Because that's what the digital age has turned us into: a DIY economy in which millions of jobs no longer exist, not because computers do the work, but because the work has been transferred, through computers, directly to the consumer.
Who increasingly has little or no choice in the matter. Try to get a car from a car rental agency without first booking it online; You could also try trading your watch and three chickens as payment.
It would be one thing if, by scheduling your own appointments, keeping track of your own medical exams, packing your own groceries, and filling out all the information needed to make your own plane, train, and car reservations, you got a discount.

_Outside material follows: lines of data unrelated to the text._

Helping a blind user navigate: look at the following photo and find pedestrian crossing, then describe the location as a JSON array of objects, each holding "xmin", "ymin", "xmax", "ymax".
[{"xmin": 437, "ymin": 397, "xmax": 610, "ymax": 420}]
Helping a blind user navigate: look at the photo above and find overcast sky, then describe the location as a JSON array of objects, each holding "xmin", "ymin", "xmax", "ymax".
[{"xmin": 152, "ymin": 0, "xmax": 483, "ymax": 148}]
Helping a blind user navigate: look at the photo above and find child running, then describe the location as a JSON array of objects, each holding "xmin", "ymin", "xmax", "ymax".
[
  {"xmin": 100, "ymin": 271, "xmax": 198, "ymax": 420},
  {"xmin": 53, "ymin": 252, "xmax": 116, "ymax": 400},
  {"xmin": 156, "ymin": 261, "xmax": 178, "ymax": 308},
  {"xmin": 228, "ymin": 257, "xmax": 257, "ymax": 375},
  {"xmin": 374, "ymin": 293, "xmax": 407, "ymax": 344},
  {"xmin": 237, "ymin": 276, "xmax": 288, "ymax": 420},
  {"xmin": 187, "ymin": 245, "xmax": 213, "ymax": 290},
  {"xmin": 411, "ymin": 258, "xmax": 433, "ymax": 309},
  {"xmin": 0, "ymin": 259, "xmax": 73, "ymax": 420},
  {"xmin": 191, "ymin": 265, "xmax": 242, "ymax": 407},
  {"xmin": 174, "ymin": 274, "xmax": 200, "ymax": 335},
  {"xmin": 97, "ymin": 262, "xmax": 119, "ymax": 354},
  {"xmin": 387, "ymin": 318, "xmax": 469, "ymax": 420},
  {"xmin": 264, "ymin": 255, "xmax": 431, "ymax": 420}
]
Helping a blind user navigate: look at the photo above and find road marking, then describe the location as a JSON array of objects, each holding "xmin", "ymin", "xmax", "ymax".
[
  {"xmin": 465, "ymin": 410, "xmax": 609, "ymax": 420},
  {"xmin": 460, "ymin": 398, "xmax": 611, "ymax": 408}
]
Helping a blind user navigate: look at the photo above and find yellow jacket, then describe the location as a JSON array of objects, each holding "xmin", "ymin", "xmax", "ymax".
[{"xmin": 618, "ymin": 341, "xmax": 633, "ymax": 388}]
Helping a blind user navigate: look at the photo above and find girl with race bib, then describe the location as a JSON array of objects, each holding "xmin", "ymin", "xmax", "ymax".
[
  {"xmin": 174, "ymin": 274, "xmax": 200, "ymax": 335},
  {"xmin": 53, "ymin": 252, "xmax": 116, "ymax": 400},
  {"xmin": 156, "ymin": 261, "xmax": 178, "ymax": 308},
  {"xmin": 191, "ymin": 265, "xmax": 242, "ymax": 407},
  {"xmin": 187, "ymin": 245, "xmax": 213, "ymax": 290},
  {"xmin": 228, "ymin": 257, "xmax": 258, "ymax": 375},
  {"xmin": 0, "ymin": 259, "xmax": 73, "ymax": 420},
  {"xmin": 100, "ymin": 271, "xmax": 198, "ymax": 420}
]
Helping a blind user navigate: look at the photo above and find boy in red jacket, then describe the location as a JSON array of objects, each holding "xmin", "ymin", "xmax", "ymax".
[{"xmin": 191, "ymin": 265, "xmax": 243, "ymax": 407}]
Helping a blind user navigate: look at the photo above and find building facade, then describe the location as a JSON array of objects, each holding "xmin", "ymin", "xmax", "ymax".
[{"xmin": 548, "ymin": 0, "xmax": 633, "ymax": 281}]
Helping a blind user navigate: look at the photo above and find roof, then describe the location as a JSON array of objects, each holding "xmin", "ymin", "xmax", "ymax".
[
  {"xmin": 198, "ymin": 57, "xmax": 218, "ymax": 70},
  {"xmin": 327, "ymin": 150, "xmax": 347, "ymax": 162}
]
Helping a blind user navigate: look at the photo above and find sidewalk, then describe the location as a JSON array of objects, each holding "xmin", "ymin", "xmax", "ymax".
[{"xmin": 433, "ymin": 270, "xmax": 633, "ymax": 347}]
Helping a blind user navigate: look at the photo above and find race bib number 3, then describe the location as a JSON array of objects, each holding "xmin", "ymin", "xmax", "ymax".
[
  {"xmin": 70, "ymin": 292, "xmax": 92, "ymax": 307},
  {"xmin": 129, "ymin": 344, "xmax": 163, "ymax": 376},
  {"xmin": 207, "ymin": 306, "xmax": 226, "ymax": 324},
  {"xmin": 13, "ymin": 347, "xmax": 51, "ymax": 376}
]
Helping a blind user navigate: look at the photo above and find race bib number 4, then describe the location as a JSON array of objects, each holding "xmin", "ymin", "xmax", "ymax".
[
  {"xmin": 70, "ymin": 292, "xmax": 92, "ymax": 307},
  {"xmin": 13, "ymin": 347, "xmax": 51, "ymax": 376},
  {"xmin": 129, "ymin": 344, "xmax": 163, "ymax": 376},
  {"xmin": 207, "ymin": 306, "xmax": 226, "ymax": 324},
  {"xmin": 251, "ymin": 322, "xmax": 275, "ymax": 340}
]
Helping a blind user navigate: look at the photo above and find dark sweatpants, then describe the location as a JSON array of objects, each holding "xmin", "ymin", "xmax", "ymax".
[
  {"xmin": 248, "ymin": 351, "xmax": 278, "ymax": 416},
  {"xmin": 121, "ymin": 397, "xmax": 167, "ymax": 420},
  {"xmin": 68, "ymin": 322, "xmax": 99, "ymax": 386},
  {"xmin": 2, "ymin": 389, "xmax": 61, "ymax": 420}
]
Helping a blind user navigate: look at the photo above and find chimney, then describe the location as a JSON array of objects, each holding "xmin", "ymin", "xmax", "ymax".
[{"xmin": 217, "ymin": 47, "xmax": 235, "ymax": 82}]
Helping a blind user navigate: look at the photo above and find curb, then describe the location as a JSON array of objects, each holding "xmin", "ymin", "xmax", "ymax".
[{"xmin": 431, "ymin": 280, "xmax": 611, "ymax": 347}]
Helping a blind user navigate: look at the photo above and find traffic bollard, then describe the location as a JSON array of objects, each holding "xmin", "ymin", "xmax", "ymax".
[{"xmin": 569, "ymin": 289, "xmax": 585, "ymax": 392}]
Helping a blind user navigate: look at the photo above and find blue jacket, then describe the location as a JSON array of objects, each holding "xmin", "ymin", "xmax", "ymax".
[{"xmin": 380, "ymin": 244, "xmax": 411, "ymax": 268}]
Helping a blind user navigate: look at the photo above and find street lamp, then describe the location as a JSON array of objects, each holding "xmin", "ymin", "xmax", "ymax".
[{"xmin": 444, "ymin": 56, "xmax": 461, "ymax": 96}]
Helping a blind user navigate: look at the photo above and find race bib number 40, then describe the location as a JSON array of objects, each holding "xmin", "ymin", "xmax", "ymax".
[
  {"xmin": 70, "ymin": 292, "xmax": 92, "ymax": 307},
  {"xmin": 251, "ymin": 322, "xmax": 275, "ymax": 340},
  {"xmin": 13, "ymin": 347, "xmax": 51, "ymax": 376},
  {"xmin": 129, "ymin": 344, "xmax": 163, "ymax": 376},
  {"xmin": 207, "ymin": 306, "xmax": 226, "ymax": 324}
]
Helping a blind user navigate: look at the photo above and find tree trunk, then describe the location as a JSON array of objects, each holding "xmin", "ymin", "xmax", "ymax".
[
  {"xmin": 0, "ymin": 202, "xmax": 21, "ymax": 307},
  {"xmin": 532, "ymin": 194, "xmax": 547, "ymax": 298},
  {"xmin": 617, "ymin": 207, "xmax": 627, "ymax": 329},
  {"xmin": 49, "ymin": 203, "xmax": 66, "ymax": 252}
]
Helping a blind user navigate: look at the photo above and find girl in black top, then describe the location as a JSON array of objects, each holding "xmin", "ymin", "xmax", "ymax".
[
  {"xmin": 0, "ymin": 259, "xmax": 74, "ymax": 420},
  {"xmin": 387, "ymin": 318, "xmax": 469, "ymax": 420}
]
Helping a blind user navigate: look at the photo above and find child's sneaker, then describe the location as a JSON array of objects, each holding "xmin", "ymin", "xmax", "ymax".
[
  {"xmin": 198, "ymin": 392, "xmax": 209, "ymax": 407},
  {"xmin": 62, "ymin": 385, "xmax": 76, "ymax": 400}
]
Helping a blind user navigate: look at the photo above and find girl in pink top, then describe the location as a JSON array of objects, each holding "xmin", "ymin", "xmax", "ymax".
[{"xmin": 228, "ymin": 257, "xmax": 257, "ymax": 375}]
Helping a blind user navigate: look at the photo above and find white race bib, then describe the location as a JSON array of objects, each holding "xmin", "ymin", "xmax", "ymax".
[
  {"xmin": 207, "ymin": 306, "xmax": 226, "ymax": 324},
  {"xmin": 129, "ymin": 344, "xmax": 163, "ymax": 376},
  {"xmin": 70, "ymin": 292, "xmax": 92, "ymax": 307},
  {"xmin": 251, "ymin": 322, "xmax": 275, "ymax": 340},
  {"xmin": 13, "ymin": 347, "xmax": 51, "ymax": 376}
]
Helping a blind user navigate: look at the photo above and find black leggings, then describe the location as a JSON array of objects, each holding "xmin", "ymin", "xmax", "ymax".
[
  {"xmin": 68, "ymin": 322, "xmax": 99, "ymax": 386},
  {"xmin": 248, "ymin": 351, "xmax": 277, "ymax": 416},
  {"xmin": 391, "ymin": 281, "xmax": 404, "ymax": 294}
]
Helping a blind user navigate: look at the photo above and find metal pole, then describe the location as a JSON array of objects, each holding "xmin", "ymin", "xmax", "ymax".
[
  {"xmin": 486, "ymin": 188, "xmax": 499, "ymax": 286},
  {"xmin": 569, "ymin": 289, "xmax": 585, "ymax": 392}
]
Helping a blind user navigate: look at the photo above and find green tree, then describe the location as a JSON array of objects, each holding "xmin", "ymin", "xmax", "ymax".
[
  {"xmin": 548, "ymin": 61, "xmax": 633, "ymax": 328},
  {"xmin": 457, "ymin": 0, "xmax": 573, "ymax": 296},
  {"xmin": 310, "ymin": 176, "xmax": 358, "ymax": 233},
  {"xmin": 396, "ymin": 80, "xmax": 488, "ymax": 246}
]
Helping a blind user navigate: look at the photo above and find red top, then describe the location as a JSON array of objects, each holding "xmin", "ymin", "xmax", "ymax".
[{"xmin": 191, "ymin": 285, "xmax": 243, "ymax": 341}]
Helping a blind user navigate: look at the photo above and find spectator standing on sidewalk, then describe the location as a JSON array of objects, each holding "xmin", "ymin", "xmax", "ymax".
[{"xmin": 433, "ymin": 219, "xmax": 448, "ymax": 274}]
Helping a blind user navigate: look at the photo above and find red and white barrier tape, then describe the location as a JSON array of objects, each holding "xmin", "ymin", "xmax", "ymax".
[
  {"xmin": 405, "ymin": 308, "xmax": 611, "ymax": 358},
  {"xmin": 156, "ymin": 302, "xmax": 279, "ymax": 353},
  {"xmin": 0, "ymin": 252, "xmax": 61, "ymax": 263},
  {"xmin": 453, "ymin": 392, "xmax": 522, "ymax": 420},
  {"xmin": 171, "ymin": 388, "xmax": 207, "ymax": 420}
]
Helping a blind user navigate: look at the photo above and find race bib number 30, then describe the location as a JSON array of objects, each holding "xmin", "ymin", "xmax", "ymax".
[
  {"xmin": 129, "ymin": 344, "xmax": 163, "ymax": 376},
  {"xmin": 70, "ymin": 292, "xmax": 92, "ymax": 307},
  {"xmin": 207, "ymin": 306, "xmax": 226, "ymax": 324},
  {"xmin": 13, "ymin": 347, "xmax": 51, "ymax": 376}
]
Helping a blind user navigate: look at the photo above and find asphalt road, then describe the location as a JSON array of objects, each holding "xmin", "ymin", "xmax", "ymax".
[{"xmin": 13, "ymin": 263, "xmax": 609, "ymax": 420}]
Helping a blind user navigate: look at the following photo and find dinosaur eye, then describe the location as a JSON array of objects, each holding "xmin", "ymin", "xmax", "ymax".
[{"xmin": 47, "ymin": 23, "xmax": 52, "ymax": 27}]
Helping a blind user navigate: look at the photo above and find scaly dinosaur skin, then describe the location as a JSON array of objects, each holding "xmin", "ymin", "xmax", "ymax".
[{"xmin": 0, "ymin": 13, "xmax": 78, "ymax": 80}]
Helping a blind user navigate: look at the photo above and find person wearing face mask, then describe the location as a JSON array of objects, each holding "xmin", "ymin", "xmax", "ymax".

But not; Half the time, corporations have the audacity to charge a service fee on top of the money they've saved by not hiring someone to do the job you, the consumer, just did.
Is it any wonder why people are so irritable nowadays?
Especially when, having done all the work only to be informed by alert that it was all in vain; They have to wait in line until the only cashier/manager/door agent available explains to them that they “only” need to manage their reservation/transaction online.
How much better it would be if there were real, trained and experienced people, in numbers large enough to avoid endless queues, to make customers feel like customers again, rather than isolated pioneers who quietly lost their minds in an effort to buy whatever goods and services companies were selling.
I'm not saying it would solve all our problems, but it would go a long way toward lowering the national temperature. It's amazing what a great, helpful interaction can do to lift everyone's spirits and make people feel respected and valued, as individuals with reasonable needs, and not just anonymous packets of credit card information and unfortunate moments of crisis.
Not to mention all the jobs and career paths, at all levels, that restoring customer service could provide.
Because being unemployed tends to make people feel quite irritated and also unhappy.